Google announced the release of a dataset of eight million labeled videos to help accelerate machine learning research for video understanding. It's called YouTube-8M.
ImageNet For Videos
Many technology companies have used the ImageNet dataset of millions of labeled images to benchmark the performance of their chips and algorithms. This has helped them improve their technology over the years, as they tried to become better and better at classifying objects in static images.
Google now aims to do the same for videos, which is why it’s releasing the YouTube-8M dataset. The dataset contains eight million YouTube URLs, or the equivalent of 500,000 hours of video, as well as 4,800 video labels from Google’s own Knowledge Graph.
The previously largest video dataset, called Sports-1M, contained one million YouTube video URLs and 500 labels, so YouTube-8M increases both the number of videos and labels by almost an order of magnitude. This increase in complexity means there will now be more for researchers’ neural networks to learn, and it gives those networks the opportunity to become more accurate.
Google faced some challenges before creating the dataset. One of them is that video is harder to annotate manually than images, simply because it’s more time-consuming to watch and figure out what it’s about. To solve this problem, Google had to rely on YouTube’s machine-generated labels. However, the company believes that they are accurate enough to be useful for benchmarking and research purposes.
To ensure the videos were of high-enough quality, the company chose videos that had at least 1,000 views. It also used other automated tools to determine if the “entities” in the videos could be easily observable.
Video is also much more computationally intensive, which created a second challenge for Google. Normally, all of the 500,000 hours of video in the YouTube-8M dataset would require a petabyte (PB) of storage and dozens of CPU-years' worth of processing. That means it wouldn’t be readily available to most potential researchers, including students.

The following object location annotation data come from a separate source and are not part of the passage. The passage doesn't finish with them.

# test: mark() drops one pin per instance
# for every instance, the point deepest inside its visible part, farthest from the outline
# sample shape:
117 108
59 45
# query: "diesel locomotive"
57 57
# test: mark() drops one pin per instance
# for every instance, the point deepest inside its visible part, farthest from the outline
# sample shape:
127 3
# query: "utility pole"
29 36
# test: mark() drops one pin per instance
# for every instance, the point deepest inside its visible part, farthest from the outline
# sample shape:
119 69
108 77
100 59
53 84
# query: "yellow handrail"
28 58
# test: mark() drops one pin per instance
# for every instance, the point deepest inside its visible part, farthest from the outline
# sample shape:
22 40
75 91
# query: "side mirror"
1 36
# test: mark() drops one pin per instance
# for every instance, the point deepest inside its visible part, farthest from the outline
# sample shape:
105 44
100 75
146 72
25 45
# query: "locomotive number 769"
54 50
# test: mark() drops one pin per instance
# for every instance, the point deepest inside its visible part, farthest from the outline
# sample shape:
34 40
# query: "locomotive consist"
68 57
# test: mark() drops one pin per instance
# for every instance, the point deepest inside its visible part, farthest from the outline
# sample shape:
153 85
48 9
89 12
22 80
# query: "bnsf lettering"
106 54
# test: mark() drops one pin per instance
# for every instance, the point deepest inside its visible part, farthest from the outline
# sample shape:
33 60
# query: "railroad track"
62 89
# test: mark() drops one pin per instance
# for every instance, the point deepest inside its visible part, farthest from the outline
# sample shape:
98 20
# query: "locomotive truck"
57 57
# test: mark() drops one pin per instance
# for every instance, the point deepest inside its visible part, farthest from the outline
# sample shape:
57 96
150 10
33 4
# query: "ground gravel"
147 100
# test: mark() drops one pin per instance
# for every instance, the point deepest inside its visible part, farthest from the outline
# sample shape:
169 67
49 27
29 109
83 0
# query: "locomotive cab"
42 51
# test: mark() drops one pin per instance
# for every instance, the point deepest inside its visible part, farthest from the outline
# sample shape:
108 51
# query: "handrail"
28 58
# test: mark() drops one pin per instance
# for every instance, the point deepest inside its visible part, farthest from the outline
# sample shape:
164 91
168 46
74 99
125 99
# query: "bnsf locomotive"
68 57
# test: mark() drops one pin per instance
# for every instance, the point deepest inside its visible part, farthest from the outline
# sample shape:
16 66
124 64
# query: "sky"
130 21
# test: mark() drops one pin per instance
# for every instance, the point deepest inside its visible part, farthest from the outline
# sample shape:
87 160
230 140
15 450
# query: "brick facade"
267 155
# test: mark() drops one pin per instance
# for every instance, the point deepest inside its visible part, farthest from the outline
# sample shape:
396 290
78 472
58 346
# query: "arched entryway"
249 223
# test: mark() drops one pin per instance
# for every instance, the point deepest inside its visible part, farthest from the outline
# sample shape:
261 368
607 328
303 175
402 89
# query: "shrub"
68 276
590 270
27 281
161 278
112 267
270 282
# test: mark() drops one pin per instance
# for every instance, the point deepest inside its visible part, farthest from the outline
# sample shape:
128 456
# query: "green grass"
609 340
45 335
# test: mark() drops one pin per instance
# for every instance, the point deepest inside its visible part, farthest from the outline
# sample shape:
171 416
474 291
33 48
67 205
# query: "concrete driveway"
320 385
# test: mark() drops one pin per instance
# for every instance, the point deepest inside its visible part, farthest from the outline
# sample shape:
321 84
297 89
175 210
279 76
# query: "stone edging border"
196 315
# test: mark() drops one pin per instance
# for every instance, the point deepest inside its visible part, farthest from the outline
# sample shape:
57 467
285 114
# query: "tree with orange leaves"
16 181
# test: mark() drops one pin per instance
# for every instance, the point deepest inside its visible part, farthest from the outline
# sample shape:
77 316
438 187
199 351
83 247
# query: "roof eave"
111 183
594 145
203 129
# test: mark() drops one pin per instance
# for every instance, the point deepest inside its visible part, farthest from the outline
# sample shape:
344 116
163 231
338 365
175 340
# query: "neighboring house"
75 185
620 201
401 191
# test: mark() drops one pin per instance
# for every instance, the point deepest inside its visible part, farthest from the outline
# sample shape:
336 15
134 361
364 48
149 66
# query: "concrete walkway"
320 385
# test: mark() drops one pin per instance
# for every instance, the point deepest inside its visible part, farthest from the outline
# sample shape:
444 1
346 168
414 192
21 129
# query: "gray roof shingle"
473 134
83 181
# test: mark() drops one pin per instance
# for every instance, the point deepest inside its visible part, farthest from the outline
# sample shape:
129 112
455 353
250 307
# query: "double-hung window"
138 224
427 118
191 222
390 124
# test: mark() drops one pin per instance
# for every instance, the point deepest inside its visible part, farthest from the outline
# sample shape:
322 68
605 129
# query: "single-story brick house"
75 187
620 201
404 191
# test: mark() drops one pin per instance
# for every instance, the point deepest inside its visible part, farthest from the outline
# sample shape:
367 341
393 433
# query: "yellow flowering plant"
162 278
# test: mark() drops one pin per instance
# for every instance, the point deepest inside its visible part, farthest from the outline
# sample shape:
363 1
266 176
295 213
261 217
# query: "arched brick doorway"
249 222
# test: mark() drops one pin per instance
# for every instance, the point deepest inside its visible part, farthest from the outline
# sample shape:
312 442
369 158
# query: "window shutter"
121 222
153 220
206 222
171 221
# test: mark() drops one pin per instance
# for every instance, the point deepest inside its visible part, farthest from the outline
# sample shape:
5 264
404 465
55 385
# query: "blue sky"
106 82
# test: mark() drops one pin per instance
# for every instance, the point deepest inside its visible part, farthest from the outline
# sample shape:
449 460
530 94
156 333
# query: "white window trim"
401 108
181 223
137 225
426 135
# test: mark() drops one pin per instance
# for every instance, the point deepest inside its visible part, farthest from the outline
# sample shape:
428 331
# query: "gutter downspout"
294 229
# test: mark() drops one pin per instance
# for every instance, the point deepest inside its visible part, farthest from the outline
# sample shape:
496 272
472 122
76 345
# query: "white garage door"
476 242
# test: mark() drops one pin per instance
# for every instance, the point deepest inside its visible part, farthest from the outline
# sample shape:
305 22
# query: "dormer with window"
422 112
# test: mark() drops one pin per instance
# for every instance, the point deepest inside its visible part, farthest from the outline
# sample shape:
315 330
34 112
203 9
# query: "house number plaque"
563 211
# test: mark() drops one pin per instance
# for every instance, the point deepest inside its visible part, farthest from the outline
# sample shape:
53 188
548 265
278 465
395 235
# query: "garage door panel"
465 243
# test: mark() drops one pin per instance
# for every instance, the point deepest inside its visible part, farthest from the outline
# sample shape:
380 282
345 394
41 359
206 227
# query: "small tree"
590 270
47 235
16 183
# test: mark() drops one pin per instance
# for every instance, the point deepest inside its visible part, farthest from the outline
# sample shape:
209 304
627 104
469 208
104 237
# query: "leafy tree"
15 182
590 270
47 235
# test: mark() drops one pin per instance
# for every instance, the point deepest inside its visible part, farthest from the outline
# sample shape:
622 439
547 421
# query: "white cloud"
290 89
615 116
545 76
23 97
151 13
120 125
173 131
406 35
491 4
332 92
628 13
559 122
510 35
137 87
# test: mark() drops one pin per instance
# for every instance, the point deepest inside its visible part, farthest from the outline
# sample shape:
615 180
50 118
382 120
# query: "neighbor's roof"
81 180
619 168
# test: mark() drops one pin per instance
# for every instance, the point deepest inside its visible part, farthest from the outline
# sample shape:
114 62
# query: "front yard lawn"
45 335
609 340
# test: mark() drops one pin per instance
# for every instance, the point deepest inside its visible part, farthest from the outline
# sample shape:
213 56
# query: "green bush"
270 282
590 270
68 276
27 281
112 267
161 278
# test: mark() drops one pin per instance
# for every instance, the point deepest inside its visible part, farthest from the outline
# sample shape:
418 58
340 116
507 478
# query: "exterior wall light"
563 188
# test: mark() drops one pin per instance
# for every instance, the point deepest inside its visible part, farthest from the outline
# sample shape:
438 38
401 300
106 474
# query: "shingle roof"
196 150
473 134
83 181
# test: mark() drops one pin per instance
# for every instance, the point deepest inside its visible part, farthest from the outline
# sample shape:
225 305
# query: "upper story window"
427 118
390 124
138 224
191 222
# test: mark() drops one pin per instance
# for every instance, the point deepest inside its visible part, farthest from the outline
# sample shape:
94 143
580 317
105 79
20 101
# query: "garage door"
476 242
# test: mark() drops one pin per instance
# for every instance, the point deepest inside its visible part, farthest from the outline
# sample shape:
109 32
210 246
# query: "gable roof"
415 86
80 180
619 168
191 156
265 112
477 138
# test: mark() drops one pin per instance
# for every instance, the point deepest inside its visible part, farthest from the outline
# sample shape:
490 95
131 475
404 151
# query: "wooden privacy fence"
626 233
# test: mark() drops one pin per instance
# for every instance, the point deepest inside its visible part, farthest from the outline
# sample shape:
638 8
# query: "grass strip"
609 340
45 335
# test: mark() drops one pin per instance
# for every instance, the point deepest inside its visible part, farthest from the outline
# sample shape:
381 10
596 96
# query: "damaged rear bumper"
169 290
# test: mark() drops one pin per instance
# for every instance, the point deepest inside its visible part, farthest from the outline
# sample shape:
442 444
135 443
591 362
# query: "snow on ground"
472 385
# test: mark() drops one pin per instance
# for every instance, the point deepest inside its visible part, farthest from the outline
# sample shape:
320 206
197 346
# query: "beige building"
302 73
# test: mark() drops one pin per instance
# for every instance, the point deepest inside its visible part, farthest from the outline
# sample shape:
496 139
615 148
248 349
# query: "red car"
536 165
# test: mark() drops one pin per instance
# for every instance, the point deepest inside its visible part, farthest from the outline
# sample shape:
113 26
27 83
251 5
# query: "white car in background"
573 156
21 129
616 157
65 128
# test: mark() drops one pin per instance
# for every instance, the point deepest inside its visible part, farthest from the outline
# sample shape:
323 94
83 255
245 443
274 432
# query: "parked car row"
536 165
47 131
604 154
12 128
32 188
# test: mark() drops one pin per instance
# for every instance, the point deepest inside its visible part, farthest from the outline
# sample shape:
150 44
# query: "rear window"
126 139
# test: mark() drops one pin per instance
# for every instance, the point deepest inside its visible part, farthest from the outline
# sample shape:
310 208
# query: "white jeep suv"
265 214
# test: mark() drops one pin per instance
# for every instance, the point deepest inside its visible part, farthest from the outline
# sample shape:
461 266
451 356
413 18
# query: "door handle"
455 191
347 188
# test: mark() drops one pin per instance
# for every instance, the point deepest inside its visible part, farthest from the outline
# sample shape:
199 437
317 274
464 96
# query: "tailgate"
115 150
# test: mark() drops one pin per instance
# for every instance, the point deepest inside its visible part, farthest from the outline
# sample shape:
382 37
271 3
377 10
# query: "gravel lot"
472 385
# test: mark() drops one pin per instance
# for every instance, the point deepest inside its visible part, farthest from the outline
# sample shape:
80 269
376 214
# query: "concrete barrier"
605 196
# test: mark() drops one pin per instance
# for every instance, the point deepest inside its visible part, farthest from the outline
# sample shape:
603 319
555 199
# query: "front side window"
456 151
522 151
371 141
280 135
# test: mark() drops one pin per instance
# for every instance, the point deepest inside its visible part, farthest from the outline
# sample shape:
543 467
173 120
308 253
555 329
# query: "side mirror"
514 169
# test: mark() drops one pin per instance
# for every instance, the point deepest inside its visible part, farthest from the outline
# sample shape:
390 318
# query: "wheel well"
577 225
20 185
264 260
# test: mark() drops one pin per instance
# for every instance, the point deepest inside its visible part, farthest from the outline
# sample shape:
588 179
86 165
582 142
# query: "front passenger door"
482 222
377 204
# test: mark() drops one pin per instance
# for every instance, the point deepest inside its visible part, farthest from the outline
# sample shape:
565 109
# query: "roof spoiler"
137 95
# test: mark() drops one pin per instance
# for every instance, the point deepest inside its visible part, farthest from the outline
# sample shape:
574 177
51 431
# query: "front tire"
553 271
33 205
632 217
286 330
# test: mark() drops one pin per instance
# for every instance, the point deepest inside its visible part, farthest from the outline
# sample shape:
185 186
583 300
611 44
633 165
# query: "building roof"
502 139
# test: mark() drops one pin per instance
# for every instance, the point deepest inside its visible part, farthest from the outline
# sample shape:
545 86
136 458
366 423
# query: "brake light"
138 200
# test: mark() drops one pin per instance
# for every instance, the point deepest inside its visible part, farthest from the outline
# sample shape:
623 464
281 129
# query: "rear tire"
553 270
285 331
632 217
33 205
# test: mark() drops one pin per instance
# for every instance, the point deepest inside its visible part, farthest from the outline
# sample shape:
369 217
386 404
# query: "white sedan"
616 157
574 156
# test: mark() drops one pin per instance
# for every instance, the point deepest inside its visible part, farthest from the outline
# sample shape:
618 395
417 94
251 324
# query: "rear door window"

To solve this problem, Google pre-processed the video and extracted frame-level features using a publicly available deep learning model that was trained on ImageNet called Inception-V3. The extracted features can be further compressed and fit onto a 1.5TB drive. This makes it possible for the dataset to be downloaded over the internet by just about anyone. Then, new deep learning models can be trained on it using the Tensorflow deep learning framework and a GPU, in less than a day.
Google believes that the YouTube-8M dataset will significantly accelerate research on video understanding, as it enables researchers everywhere, including students, to work with large datasets on their own computers. The company also made available the technical report for this announcement.